Make sure you have space – at least COVID 4m2 per person, but more is great.

Get a few wooden desks, and pop out to Bunnings for a plant or seven to bring some nature inside.

*If you don’t believe us about this, there’s a group of specialist architects who spend their lives making ‘spaces’ to live, to work and to be.

Some Options From Our Community

Like all start-ups, we work with an ecosystem of other companies and clients. A short chat with a few and we realised there’s not one answer. Here’s how some of them are working:

A high tech super innovative company

They are based in Columbia, Brisbane, Sydney and the USA, and most skateboard to their workspaces. Applying a variety of COVID rules right now, they meet virtually a few times a week. They laugh a lot together and enjoy seeing each other. Last week, they got a group together. Their quote: “We use Discord and Slack and all that stuff, but there’s nothing quite like four people in a room developing something together. In half an hour, you solve a problem that would have taken two weeks”.
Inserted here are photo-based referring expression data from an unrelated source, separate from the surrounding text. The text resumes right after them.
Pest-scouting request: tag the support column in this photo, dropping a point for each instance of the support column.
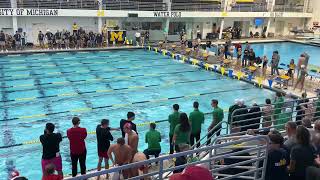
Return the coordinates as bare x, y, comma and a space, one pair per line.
271, 4
221, 28
14, 18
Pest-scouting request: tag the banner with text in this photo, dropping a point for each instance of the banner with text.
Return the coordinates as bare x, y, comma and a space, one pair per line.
28, 12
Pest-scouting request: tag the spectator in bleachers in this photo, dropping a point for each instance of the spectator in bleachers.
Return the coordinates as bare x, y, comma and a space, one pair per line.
182, 132
196, 120
291, 131
302, 155
174, 121
130, 118
103, 142
267, 112
299, 109
153, 139
278, 105
317, 126
78, 151
131, 138
49, 173
277, 159
217, 117
307, 124
41, 39
122, 155
2, 41
284, 117
51, 149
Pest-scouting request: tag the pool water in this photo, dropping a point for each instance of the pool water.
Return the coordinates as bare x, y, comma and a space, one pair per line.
288, 51
41, 88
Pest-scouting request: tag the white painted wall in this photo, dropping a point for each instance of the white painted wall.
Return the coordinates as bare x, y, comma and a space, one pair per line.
32, 25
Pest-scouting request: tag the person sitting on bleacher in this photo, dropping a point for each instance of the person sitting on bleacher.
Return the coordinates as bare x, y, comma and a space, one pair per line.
277, 159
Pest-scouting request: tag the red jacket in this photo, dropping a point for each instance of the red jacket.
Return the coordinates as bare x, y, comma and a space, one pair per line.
76, 137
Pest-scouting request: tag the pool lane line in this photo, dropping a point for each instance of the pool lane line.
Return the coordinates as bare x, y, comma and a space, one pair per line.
58, 73
111, 90
50, 66
33, 142
122, 105
93, 79
79, 82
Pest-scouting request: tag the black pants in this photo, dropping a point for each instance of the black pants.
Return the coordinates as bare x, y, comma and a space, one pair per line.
82, 161
195, 136
171, 145
155, 153
217, 131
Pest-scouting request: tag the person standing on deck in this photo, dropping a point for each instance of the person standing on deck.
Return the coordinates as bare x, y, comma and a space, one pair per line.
275, 63
78, 151
217, 117
278, 105
174, 121
196, 119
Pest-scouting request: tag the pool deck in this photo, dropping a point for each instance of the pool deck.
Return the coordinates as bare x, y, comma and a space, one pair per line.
31, 51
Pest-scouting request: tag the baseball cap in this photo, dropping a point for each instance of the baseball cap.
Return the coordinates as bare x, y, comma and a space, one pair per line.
194, 173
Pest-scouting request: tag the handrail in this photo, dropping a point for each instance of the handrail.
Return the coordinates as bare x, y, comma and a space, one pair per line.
210, 160
294, 114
A larger org who have pockets of team that bounce off each other

They’re based in Sydney, Asia and the USA. They cannot wait to get back together in each of their offices. They’ve done less deals and less work remotely, although everyone is much fitter. These people are uber disciplined and organised, so virtual meetings were short and efficient. Their quote: “We’ll all miss the gym every day, but we’re doing much better work bouncing possibilities off each other in the office. It’s a relief to be back!”.

A small tech company

They have an office in one of the incubator hubbie type places and they come and go. They’re pretty introverted and siloed in the way they work, so right now they’re all remote, and are considering staying that way. Their quote: “We don’t really need an office as we’re all happy like this and we’re getting good work done”.

Ourselves

We are based in Sydney, Adelaide and Philadelphia in the USA.

We were fine in the lockdown, and got lots done, but boy! did we miss each other. And we missed live collaborating and brainstorming together – tossing around ideas to get the right possibility. Since we’ve been back, in our window-opening old warehouse office with the funky art, an old couch, a kick arse coffee machine, 4 million different types of tea, and a real phone box, we’ve been laughing (a lot!), collaborating (a lot), and still working really hard on our ‘virtual’ world to make the offices in Adelaide and Philadelphia feel like we’re altogether!

Clearly, there’s lots of options for ‘workspaces that work’, rather than a formula of ‘right’.

The real questions:

What is the work you’re doing?

How do you prefer to do it?

What does the workspace that best suits that work and you as a team, look like?

And the answer: Go build/find that workspace that’s exactly right for you!

Hope this is helpful as you fight your way through the preachy faux media debates around property, and work to find the right solution for the future workspace you (and the team) need to get great work done.